The Ghost of Hannah Mendes tells the story of three Sephardic women (sort of four, but Janice is really more of an afterthought than a primary character) searching for the past and how to apply it to the future.  Catherine da Costa, a wealthy Manhattan Jew, is nearing the end of her life and realizes she has not passed on the cultural traditions that have made the family what it is today.  Her daughter, Janice, and two granddaughters, Francesca and Suzanne Abraham, do not practice the faith, do not appreciate their familial ties, and are completely disconnected from the history of their family.  Catherine decides to change this, motivated by visitations from the spirit of her ancestor, Hannah Mendes (who goes by several names in the course of the book, all historically accurate as far as I am aware).  She sends her granddaughters on a mission to Europe to locate the rest of Hannah's memoirs, a priceless heirloom missing from the family for generations.  

Both girls are a far cry from their ancestors power and family loyalty.  Suzanne is a stunning vegetarian do gooder who works for a rape crisis center and is perpetually broke.  She doesn't believe the past is relevant to the present and keeps a distance from her family.  Francesca is a petite type A overachiever, with a desire to have the things in life she thinks she should and an intense need to control things.  Once Catherine gets them to Europe, however, things start to change for all three women as they learn more about their family through Hannah's memoirs - discovering her life during the Spanish Inquisition.  The women have a great deal to learn about their religion, their roots, and themselves.
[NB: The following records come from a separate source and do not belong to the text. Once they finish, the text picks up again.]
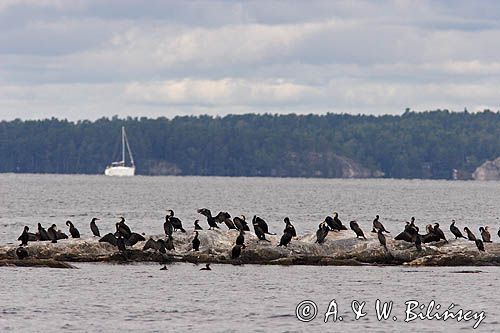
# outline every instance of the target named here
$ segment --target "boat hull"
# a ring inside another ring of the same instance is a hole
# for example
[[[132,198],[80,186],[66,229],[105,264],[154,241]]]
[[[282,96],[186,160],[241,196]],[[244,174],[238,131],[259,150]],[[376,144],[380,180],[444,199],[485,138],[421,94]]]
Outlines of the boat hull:
[[[106,176],[116,176],[116,177],[130,177],[135,175],[134,167],[126,166],[112,166],[104,170]]]

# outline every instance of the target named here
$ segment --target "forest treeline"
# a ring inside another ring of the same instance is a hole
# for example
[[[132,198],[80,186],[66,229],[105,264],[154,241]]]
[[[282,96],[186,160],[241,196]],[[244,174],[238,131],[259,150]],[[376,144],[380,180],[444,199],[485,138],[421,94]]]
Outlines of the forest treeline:
[[[120,159],[121,126],[138,174],[449,179],[500,156],[491,111],[52,118],[0,122],[0,172],[101,174]]]

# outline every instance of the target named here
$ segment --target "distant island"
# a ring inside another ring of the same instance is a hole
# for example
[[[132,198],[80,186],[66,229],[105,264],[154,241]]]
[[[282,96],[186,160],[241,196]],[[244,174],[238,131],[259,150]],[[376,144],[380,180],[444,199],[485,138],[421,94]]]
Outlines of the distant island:
[[[228,115],[0,122],[0,172],[103,174],[127,129],[143,175],[471,179],[500,113]]]

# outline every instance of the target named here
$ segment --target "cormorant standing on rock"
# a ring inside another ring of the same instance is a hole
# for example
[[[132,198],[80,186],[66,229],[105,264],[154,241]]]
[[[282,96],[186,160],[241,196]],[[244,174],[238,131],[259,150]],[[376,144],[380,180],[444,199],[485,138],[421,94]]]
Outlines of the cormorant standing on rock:
[[[236,245],[241,245],[245,248],[245,231],[243,229],[240,230],[240,234],[236,237]]]
[[[472,231],[470,231],[469,228],[465,227],[464,228],[464,231],[467,233],[467,238],[470,240],[470,241],[475,241],[476,240],[476,236],[472,233]]]
[[[325,222],[321,222],[318,225],[318,230],[316,231],[316,243],[323,244],[325,242],[326,236],[328,236],[328,232],[330,228],[326,225]]]
[[[17,259],[23,260],[24,258],[27,258],[29,256],[29,253],[24,247],[19,245],[19,247],[16,249],[16,256]]]
[[[439,239],[443,239],[446,243],[448,243],[443,230],[439,227],[439,223],[434,223],[434,233],[439,237]]]
[[[363,233],[363,230],[361,230],[361,228],[359,227],[358,222],[356,221],[349,222],[349,227],[351,227],[351,230],[356,233],[356,238],[363,237],[364,239],[366,239],[365,234]]]
[[[483,251],[484,252],[484,243],[483,243],[483,241],[480,240],[480,239],[476,239],[475,242],[476,242],[477,249],[479,251]]]
[[[198,251],[200,249],[200,240],[198,239],[198,231],[195,231],[196,235],[193,238],[193,251]]]
[[[205,264],[205,267],[200,268],[200,271],[211,271],[210,264]]]
[[[231,250],[231,259],[236,259],[241,255],[241,245],[233,246]]]
[[[92,221],[90,221],[90,231],[92,231],[92,234],[97,237],[101,237],[101,233],[99,232],[99,228],[97,227],[97,224],[95,224],[95,221],[98,221],[99,219],[97,217],[92,218]]]
[[[29,230],[30,230],[30,228],[27,225],[24,226],[23,233],[17,239],[17,240],[21,241],[21,246],[28,245],[28,241],[29,241],[28,231]]]
[[[297,237],[297,232],[295,231],[295,227],[293,226],[292,222],[290,222],[290,219],[288,217],[285,217],[283,220],[286,224],[285,230],[283,230],[284,233],[290,233],[292,237]]]
[[[386,251],[389,251],[387,249],[387,241],[385,240],[385,236],[382,233],[381,229],[378,229],[377,235],[378,235],[378,241],[380,242],[380,245],[382,245]]]
[[[210,209],[200,208],[200,209],[197,210],[197,212],[207,218],[207,223],[208,223],[208,226],[209,226],[208,230],[211,230],[211,229],[214,229],[214,228],[219,229],[219,226],[217,225],[217,221],[212,216],[212,212],[210,211]]]
[[[200,220],[194,221],[194,230],[203,230],[203,228],[199,225]]]
[[[483,227],[479,228],[479,232],[481,233],[481,238],[485,243],[491,243],[491,234],[488,229],[489,229],[488,226],[486,228]]]
[[[462,235],[462,232],[460,231],[460,229],[458,229],[456,226],[455,226],[455,220],[451,220],[451,225],[450,225],[450,231],[453,235],[455,235],[455,239],[458,239],[458,238],[465,238],[464,235]]]
[[[73,238],[80,238],[80,232],[78,231],[77,228],[73,225],[73,222],[70,220],[66,221],[66,225],[69,227],[69,233],[71,234],[71,237]]]
[[[380,231],[387,232],[387,233],[390,234],[391,232],[385,230],[384,225],[378,219],[379,219],[379,216],[378,215],[375,216],[375,219],[373,220],[373,230],[372,230],[372,232],[377,232],[377,230],[380,230]]]
[[[49,235],[47,235],[47,231],[42,227],[41,223],[38,223],[38,236],[41,241],[50,240]]]
[[[170,213],[168,220],[170,221],[170,223],[172,223],[172,226],[174,227],[174,231],[180,230],[182,232],[186,232],[186,230],[184,230],[184,228],[182,227],[181,220],[179,220],[177,217],[174,216],[174,211],[169,209],[169,210],[167,210],[167,212]]]

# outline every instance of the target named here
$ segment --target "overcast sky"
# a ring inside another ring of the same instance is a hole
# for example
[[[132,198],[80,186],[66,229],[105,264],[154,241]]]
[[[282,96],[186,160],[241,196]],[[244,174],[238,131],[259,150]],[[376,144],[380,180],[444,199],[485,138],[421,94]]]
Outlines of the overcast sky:
[[[0,119],[500,105],[500,1],[1,0]]]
Naturally, there are two romantic subplots, because why not?  It's also one of Catherine's goals not to let the family tree die off, and her two single granddaughters are an obstacle to that.  They meet lovely Jewish men that fit their needs almost immediately upon arriving in London, and the way those plotlines resolve will surprise nobody.

What IS surprising, and enjoyable, is watching the women grow in the light of each new section of memoir they discover.  The book is broken up by excerpts from other texts (historical fiction, as far as I am aware) that teach them, and the reader, more about Hannah and what happened during those bloody years of the Inquisition.  It's a really fascinating read, especially from the perspective of a no-longer practicing Catholic.  I learned a lot about Judaism, and felt a lot of connection to the history within my own faith as well, even though I no longer practice.

This is a really great read and I highly recommend it!